Hydrogen has a critical temperature of 33K. So you can't get a true liquid simply by pressurizing room temperature hydrogen. It would be a supercritical fluid. You can squeeze more into a container with higher pressure, but it won't be a liquid.
Liquification can make transporting some materials easier (like propane, LNG). Once liquified, the materials can remain in this state with sufficient pressure. They can be poured, drain through valves, etc. There is some vapor present, but you can often move the liquid and ignore the amount in vapor.
With materials where the critital temperature is low, you can't do this step at room temperature. Instead of liquifying, the material just gets denser and denser, but still acts in many ways like a gas. There's no fluid portion that you can pour. The fluid will expand to fill a container like a gas.
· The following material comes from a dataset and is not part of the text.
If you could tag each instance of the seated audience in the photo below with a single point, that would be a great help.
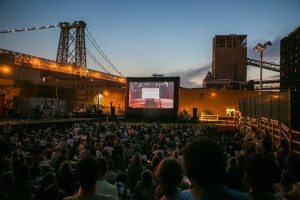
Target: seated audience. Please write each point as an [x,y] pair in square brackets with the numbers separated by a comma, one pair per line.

This doesn't put a hard limit on the density you can reach. You can theoretically make a container of supercritical hydrogen as dense as cryogenic liquid hydrogen. The problem is that the pressures needed to do so are huge. You would need massively strong tanks and valves. Any leak or failure would be very dangerous. You might be able to compress a few grams of hydrogen to the density you want. But at room temperature, the device to hold it at that pressure might have to be several hundred kg or more to not fail. So the engineering side usually means that this is never done. You lose more in the cost and complexity of the necessary equipment than you gain from the extra quantity that can be squeezed into the tank.